- Siege of Derna: Part of the Libyan civil war (2014–2020)
| Date | August 2016 – 12 February 2019 |
| Location | Derna, Libya |
| Result | Libyan National Army victory |

Belligerents

Commanders and leaders
- Casualties and losses: 15 civilians killed, 17 civilians wounded

= Siege of Derna =

The siege of Derna was a military campaign by the Libyan National Army (LNA) to capture the city of Derna, which began after the end of the Derna campaign (2014–16). After besieging the city for 21 months, the LNA assaulted the city on 7 May 2018, beginning the 2018–2019 battle of Derna and ultimately capturing the city on 12 February 2019.

The siege itself was criticized by the National Commission for Human Rights in Libya as a war crime, as well as by the Government of National Accord.

== Timeline ==
The siege began in August 2016.

In August 2017–after militants of the Shura Council of Mujahideen in Derna executed Air Colonel Adel Jehani, whose plane was shot down by the group–the head of the Omar Mukhtar Operations Room tasked with taking Derna, Brigadier Salem Rifadi, declared a total blockade of Derna. He was quoted as saying that no food, medicine, cooking gas, petrol or anything else would be allowed in.

By September 2017, Marshal Khalifa Haftar was being accused of war crimes in the siege of Derna. It was alleged that Haftar had been complicit in calling for extrajudicial killings, arguing that Haftar had called on LNA fighters to take no prisoners, and saying in a speech: "Never mind consideration of bringing a prisoner here. There is no prison here. The field is the field, end of the story".

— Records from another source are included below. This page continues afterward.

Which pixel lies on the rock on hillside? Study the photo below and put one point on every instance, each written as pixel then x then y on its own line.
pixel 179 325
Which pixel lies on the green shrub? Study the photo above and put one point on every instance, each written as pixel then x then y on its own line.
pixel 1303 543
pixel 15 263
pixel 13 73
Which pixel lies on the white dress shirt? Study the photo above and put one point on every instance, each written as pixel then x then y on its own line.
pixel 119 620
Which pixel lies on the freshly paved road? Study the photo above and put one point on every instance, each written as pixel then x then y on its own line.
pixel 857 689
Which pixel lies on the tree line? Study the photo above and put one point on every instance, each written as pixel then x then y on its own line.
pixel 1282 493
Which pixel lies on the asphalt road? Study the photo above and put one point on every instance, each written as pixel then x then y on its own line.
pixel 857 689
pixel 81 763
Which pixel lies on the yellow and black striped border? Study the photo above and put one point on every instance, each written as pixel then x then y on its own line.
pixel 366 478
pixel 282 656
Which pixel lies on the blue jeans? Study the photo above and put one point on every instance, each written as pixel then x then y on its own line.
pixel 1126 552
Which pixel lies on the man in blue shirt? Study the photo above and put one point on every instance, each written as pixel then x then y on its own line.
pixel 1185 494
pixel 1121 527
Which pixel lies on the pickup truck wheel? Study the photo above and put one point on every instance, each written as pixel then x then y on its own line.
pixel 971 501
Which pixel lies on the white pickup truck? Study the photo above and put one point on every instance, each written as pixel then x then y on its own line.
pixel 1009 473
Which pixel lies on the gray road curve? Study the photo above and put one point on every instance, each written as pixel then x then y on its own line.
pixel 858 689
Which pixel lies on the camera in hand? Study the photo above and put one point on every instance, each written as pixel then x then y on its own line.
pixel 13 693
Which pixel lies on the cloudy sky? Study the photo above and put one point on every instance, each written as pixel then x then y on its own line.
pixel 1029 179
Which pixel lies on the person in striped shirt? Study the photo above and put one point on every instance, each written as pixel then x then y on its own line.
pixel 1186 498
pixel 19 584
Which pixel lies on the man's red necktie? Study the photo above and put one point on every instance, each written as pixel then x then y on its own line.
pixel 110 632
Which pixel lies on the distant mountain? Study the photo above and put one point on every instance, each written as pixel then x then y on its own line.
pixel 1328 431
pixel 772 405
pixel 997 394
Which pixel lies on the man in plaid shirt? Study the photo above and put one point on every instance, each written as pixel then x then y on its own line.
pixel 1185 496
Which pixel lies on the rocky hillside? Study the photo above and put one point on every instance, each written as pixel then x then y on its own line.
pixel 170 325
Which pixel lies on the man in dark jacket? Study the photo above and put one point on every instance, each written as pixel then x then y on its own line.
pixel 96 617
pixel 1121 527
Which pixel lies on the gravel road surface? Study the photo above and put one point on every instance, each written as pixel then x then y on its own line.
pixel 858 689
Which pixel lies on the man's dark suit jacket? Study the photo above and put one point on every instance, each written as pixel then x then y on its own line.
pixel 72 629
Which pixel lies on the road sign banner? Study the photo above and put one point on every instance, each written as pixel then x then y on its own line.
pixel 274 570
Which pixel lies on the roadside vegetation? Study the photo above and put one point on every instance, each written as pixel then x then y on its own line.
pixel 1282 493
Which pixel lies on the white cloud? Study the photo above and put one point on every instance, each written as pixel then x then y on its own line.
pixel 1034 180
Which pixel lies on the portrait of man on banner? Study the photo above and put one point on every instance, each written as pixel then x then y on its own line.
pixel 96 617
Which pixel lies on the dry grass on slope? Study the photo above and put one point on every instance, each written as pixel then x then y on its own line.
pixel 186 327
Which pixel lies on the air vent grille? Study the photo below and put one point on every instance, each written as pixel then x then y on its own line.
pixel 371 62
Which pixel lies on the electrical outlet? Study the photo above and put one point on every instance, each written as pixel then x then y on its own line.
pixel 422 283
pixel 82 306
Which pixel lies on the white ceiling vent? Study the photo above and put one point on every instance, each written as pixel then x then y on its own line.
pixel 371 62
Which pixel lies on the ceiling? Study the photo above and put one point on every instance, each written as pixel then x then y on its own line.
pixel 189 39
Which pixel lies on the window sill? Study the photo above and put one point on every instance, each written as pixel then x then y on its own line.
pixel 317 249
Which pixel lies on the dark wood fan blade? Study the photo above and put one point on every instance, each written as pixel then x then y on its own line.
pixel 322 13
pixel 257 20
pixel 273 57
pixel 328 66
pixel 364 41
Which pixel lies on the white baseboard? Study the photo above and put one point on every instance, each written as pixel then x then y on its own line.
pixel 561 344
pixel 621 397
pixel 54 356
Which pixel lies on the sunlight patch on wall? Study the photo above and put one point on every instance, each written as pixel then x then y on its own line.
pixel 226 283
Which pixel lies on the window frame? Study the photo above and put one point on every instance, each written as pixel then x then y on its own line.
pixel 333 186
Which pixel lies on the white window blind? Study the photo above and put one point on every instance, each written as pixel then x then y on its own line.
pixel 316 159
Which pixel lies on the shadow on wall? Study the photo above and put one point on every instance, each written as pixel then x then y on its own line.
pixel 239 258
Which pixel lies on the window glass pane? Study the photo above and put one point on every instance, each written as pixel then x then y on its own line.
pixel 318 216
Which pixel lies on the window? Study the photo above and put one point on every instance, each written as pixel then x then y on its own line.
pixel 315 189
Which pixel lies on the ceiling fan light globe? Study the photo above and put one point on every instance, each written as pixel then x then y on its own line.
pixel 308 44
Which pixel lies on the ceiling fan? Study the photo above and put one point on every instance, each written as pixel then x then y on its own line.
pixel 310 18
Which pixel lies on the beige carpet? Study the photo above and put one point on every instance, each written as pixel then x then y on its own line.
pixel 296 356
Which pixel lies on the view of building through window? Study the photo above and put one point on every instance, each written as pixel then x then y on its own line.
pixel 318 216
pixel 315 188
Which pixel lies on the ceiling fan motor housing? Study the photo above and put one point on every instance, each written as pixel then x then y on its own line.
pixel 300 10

In October 2017, an airstrike hit Derna, killing at least 15 civilians, including women and children, and wounding 17 or more.

In December 2017, Islamic State member Mohamed Fathi Al-Jamayel was executed by the Shura Council after a failed attempt to kill senior member Moaz Tashani.

On 7 May 2018, the LNA launched an offensive on Derna, and by February 2019 had taken the city, thereby also ending the siege.